The durian has a particularly strong smell. It is so strong that it is not allowed inside Singapore’s public transportation. Nevertheless it happens to be a favourite of many locals in the region. So much so that many go out just to eat the durian – no question of bringing it back home.
My friend Shamraz and I had the opportunity to entertain visitors from Australia. My friend Jem had brought her boyfriend Alex over for his first trip to Asia. We made sure that they had a good time trying out the local delicacies. Then there was the unmissable durian. Alex was game.
We went to Geylang, the area that is famed for being the local red light district as well as for having great, cheap food. People sat around eating at the busy outdoor food courts, consuming frog porridge and other local favourites. Prostitutes lined the walls and the walkways making eyes at the men. Durians lined the walls and the carts next to the fruit stalls.

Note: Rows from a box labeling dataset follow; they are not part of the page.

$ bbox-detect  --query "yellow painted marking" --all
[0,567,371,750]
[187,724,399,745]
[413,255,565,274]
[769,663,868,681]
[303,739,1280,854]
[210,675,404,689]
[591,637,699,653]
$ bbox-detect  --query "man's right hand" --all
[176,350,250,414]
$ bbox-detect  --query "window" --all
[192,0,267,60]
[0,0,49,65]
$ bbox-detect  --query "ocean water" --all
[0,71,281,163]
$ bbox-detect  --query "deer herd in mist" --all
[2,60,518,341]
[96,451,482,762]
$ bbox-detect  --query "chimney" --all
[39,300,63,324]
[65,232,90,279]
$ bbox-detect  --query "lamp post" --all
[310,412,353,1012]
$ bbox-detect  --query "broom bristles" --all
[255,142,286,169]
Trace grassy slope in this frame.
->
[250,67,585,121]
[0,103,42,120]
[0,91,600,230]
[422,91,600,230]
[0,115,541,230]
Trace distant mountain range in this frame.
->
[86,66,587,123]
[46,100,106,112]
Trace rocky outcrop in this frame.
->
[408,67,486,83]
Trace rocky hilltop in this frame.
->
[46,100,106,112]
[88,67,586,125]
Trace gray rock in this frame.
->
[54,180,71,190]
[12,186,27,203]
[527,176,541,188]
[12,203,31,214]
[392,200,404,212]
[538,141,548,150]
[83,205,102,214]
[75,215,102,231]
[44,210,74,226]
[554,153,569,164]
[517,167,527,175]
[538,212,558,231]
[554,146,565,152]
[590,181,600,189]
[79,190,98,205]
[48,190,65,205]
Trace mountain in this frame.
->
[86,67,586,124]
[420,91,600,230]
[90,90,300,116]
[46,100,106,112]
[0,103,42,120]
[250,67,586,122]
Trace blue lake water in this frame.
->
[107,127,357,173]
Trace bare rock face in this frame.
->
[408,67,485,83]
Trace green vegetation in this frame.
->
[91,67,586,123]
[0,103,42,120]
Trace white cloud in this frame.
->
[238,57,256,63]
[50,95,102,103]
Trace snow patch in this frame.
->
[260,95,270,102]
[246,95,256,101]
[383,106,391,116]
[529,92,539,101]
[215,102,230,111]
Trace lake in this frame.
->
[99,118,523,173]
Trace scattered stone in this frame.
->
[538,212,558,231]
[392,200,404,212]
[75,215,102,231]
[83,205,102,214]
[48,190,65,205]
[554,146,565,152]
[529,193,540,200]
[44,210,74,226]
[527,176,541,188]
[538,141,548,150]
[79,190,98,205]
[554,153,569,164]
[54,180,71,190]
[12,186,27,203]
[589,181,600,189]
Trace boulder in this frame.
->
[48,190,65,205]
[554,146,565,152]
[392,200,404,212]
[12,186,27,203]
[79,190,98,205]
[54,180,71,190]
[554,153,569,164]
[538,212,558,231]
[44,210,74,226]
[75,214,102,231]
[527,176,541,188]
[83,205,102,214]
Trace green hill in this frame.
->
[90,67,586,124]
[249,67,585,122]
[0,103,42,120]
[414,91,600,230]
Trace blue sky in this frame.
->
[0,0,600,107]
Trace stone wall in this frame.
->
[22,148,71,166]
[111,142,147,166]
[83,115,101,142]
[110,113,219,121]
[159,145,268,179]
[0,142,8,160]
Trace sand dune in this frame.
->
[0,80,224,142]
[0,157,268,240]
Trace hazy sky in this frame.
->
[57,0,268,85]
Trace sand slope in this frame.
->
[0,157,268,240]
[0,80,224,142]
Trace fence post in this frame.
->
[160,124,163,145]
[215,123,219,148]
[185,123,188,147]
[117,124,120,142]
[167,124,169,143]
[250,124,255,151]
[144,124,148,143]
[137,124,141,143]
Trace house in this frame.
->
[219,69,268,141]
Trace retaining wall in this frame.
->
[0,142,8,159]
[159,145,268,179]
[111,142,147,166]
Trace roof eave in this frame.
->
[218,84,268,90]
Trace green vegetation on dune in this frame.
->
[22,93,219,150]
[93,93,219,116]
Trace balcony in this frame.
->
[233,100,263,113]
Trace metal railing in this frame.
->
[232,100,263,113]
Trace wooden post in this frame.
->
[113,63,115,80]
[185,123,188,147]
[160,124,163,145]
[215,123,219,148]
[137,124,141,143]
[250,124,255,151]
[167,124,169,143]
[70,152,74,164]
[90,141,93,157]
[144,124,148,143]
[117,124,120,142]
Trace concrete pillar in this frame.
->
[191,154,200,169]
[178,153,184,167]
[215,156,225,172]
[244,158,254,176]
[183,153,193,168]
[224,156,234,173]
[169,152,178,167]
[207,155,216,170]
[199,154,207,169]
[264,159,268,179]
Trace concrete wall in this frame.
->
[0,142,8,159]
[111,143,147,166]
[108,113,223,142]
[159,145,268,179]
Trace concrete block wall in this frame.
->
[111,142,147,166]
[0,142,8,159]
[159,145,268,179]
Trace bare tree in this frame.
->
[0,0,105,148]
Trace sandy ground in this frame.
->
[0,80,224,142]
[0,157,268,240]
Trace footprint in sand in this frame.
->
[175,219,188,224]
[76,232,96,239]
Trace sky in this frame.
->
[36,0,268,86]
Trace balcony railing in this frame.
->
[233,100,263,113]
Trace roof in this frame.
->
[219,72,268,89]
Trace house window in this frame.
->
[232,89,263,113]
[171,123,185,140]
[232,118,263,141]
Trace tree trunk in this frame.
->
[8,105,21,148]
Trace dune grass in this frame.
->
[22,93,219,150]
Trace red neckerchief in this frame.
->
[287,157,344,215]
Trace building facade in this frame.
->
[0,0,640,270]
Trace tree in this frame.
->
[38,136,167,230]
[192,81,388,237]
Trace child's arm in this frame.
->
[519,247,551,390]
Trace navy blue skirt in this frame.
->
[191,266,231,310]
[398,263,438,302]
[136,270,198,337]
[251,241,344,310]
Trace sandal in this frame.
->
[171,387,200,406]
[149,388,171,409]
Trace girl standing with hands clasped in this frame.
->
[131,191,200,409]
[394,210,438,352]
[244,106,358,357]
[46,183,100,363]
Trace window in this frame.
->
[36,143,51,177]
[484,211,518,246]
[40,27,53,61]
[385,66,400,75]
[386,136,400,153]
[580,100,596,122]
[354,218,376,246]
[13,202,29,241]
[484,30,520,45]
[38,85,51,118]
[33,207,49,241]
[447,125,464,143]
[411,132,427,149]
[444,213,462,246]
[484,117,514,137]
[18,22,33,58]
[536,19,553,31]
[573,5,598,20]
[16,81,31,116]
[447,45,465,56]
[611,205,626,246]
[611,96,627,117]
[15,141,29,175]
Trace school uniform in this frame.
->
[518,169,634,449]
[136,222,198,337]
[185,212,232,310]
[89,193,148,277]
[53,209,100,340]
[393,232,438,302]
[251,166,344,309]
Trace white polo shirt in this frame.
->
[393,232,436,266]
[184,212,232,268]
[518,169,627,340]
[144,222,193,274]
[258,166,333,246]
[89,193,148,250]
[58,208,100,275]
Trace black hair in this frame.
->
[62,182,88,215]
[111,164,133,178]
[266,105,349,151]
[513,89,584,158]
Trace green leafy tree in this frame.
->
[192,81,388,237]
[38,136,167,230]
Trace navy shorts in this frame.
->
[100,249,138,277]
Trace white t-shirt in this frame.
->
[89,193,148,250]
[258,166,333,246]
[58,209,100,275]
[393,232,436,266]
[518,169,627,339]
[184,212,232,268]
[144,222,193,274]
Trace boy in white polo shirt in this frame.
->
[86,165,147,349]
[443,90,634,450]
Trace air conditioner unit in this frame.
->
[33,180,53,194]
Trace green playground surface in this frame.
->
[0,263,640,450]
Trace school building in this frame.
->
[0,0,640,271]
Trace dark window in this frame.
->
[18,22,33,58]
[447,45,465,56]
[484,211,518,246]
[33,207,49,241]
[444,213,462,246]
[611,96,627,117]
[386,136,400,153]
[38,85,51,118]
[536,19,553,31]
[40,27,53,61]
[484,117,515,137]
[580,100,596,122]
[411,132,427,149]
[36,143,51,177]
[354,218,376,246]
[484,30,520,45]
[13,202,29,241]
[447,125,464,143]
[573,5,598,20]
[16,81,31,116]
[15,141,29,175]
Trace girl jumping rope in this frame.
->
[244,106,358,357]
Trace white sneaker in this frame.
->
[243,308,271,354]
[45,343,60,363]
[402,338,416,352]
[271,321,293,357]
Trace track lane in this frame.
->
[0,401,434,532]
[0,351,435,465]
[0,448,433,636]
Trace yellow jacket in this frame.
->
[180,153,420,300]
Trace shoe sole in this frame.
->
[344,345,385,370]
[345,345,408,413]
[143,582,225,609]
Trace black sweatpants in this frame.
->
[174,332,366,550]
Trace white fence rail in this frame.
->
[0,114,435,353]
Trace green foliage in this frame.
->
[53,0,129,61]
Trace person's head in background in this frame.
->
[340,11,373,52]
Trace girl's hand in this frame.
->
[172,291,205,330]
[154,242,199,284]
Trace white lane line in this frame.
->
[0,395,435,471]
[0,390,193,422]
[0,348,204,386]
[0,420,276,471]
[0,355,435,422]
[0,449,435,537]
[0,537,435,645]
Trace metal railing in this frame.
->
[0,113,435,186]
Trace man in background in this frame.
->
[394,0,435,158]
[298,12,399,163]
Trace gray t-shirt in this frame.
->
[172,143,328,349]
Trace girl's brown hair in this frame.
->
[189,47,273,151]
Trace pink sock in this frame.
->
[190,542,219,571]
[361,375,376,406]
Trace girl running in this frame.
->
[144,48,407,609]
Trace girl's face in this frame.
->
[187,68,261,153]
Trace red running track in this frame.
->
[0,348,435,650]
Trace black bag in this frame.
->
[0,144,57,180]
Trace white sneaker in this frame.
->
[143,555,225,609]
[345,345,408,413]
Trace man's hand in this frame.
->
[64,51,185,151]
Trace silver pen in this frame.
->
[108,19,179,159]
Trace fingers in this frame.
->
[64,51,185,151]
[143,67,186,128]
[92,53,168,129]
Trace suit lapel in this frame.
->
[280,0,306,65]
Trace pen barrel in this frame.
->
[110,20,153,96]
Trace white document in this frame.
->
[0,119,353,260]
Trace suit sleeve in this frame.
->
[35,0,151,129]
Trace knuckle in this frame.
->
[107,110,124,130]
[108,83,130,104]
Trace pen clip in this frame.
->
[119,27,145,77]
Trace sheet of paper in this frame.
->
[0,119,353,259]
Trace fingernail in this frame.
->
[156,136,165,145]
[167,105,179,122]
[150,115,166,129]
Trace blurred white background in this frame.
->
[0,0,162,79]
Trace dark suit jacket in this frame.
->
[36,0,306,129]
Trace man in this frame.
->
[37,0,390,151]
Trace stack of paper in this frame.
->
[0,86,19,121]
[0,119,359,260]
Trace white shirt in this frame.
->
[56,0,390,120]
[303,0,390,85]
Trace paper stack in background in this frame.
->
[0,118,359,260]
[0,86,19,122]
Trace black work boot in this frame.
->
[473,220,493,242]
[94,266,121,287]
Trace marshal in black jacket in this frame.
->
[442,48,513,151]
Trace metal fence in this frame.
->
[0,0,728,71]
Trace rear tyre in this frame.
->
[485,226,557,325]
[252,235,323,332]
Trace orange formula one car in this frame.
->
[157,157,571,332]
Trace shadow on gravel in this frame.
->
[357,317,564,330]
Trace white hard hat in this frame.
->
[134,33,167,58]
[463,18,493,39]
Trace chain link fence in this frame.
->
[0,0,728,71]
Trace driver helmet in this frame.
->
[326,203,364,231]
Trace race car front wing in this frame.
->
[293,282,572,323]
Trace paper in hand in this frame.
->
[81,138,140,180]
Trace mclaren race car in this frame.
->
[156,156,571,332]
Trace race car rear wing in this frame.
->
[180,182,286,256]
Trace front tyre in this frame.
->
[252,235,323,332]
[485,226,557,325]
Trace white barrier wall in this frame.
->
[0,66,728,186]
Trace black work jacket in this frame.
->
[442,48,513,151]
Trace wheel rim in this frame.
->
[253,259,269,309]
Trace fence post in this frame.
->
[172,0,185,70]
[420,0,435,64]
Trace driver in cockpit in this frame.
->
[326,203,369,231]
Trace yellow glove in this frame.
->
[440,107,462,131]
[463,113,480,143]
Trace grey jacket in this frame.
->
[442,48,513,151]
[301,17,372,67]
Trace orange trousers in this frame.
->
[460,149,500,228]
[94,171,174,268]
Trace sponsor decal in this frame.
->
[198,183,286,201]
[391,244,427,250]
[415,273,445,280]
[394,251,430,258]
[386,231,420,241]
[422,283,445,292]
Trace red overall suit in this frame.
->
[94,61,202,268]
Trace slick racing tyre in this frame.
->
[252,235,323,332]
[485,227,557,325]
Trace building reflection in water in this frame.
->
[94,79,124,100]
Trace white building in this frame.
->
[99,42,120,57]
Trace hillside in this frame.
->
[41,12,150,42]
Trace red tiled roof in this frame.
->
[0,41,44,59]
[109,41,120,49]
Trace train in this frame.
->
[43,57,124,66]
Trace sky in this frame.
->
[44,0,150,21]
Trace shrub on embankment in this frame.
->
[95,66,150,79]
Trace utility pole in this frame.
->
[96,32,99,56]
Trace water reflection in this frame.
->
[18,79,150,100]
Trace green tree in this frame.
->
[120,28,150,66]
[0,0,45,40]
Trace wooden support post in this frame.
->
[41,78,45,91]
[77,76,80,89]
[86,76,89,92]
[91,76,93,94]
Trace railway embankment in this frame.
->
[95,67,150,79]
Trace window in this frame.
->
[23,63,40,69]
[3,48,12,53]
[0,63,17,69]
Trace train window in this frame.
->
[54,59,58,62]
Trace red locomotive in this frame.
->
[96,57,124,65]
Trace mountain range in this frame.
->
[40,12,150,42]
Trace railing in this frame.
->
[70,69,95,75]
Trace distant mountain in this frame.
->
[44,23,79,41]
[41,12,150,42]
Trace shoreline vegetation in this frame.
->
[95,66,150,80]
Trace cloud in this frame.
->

We found our fruit stall, picked a fruit and sat down. This particular item was inside a styrofoam carton, already cut up for people to consume on the spot or to carry back. Jem warned Alex not to be a hero: “If you don’t feel like it, don’t force yourself.” Shamraz advised open-mindedness. Shamraz and I took pieces out and started eating.
Alex said something to the equivalent of “Here goes nothing”. He put a piece into his mouth and started. Not everyone who tries the durian enjoys it. While many do love it, many others are unable to stand it. The smell can be particularly oppressive to some people. One needs to look beyond the smell to enjoy the taste of the durian. An odd look appeared on Alex’s face. He did not seem to be enjoying it. Had the durian proven to be too much for Alex?
I heard a munching sound that was quite unexpected. I then noticed the bite mark on a brown-looking thing in Alex’s hand. He had bitten into the seed and was chewing it!
“How was I supposed to know that the seed was not to be eaten?”, he asked. We laughed without interruption for the next five minutes.